For analysts and data scientists, Claude generates production-quality Python or R code to perform the analysis you've described:
Write Python code (using pandas and matplotlib/seaborn) to analyze this dataset. Dataset structure: [describe columns, dtypes, row count] Analysis goal: [what you want to discover or visualize] Generate code that: 1. Loads the CSV at [filepath] and does basic data validation (null checks, dtype verification) 2. Calculates: [list the specific metrics or transformations you need] 3. Creates visualizations: [list the charts — e.g., "time series line chart of revenue by region", "correlation heatmap"] 4. Outputs a summary statistics table to console 5. Saves all charts to /output/ directory Code requirements: - Pandas + matplotlib/seaborn only (no external packages beyond these) - Add comments explaining each major step - Handle the case where data is missing for a date range - Make chart titles and axis labels clean and presentation-ready Then: Explain what each visualization shows and how to interpret the output.
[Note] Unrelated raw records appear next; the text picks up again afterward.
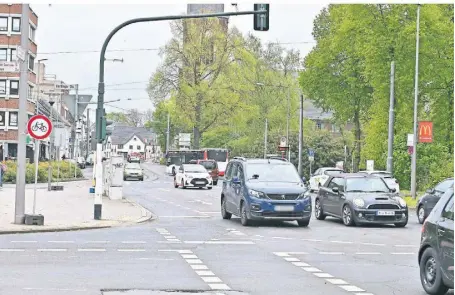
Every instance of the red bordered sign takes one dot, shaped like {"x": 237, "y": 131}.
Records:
{"x": 39, "y": 127}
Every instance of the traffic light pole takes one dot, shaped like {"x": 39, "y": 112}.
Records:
{"x": 100, "y": 104}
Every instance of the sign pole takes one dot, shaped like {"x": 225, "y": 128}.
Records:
{"x": 37, "y": 147}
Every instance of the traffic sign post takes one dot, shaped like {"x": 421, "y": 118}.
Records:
{"x": 39, "y": 127}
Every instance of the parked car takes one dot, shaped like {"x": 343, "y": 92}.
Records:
{"x": 436, "y": 247}
{"x": 264, "y": 189}
{"x": 320, "y": 176}
{"x": 211, "y": 166}
{"x": 391, "y": 181}
{"x": 192, "y": 175}
{"x": 431, "y": 197}
{"x": 133, "y": 171}
{"x": 358, "y": 198}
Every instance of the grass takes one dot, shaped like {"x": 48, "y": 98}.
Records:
{"x": 412, "y": 203}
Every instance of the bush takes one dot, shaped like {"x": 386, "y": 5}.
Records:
{"x": 66, "y": 172}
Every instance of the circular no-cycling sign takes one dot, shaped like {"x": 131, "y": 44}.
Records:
{"x": 39, "y": 127}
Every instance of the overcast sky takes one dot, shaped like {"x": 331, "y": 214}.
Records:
{"x": 81, "y": 27}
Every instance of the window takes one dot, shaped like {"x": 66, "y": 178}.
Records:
{"x": 3, "y": 54}
{"x": 448, "y": 210}
{"x": 13, "y": 87}
{"x": 31, "y": 33}
{"x": 13, "y": 56}
{"x": 2, "y": 86}
{"x": 3, "y": 24}
{"x": 16, "y": 24}
{"x": 31, "y": 63}
{"x": 12, "y": 118}
{"x": 2, "y": 118}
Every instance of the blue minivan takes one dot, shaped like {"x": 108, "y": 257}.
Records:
{"x": 264, "y": 189}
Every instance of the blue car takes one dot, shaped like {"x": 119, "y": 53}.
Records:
{"x": 264, "y": 189}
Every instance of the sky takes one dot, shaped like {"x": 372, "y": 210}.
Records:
{"x": 71, "y": 35}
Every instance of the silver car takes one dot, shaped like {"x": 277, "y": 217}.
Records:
{"x": 133, "y": 171}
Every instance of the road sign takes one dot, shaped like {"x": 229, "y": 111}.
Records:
{"x": 9, "y": 66}
{"x": 410, "y": 141}
{"x": 425, "y": 131}
{"x": 39, "y": 127}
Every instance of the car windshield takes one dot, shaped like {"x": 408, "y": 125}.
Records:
{"x": 209, "y": 165}
{"x": 334, "y": 171}
{"x": 272, "y": 172}
{"x": 195, "y": 169}
{"x": 443, "y": 186}
{"x": 366, "y": 184}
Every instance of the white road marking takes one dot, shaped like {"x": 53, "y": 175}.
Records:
{"x": 91, "y": 250}
{"x": 337, "y": 281}
{"x": 12, "y": 250}
{"x": 351, "y": 288}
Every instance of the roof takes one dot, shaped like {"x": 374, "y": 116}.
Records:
{"x": 122, "y": 134}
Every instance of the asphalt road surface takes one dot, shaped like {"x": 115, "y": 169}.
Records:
{"x": 188, "y": 247}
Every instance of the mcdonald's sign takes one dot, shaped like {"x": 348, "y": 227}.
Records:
{"x": 425, "y": 131}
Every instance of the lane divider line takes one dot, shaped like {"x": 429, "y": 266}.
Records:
{"x": 320, "y": 274}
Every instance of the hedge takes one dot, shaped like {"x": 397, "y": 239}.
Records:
{"x": 66, "y": 172}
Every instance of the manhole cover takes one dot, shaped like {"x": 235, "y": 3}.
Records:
{"x": 169, "y": 292}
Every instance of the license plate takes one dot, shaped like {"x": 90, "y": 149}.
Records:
{"x": 386, "y": 213}
{"x": 284, "y": 208}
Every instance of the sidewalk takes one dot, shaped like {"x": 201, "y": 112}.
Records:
{"x": 70, "y": 209}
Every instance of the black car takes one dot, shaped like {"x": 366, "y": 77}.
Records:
{"x": 359, "y": 199}
{"x": 431, "y": 197}
{"x": 436, "y": 247}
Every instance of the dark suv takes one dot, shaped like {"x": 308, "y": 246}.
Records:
{"x": 264, "y": 189}
{"x": 436, "y": 247}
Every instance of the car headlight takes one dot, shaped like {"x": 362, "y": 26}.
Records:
{"x": 358, "y": 202}
{"x": 401, "y": 202}
{"x": 256, "y": 194}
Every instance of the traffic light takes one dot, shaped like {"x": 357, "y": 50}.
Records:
{"x": 261, "y": 21}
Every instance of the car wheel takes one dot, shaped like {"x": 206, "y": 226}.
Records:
{"x": 243, "y": 216}
{"x": 430, "y": 273}
{"x": 318, "y": 212}
{"x": 421, "y": 214}
{"x": 303, "y": 222}
{"x": 348, "y": 219}
{"x": 224, "y": 213}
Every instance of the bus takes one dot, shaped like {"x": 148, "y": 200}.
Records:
{"x": 221, "y": 156}
{"x": 176, "y": 158}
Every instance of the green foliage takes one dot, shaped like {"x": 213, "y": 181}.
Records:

One of Claude's most powerful data use cases is converting analysis into a compelling narrative for non-technical audiences — turning tables of numbers into a story that drives action:
Convert this data analysis into a compelling narrative for [AUDIENCE — e.g., "our board of directors / non-technical department heads / investors"]. Raw analysis: [paste your analysis or data] The audience cares about: [what they prioritize — growth, efficiency, risk, etc.] The decision this needs to inform: [specific decision or action] Tone: [e.g., "confident and data-driven but acknowledge uncertainty"] Write: 1. THE HEADLINE: One sentence — the single most important thing this data tells us 2. THE STORY: A 3-paragraph narrative that flows logically — context → what happened → why it matters 3. THE IMPLICATION: What does this mean for [specific decision/priority the audience cares about]? 4. THE ASK: What specific decision or action do you want from the audience? Rules: No technical jargon. No raw tables in the narrative (refer to "our conversion rate" not "CR_v2_col_G"). Every number that appears should have a "so what" immediately after it.
Use Claude for: understanding what analysis to run, interpreting what numbers mean for the business, generating visualization code, and presenting findings to non-technical stakeholders. Use proper tools (Excel, Python, SQL) for the actual number-crunching on large datasets. Claude bridges the gap between raw output and human understanding.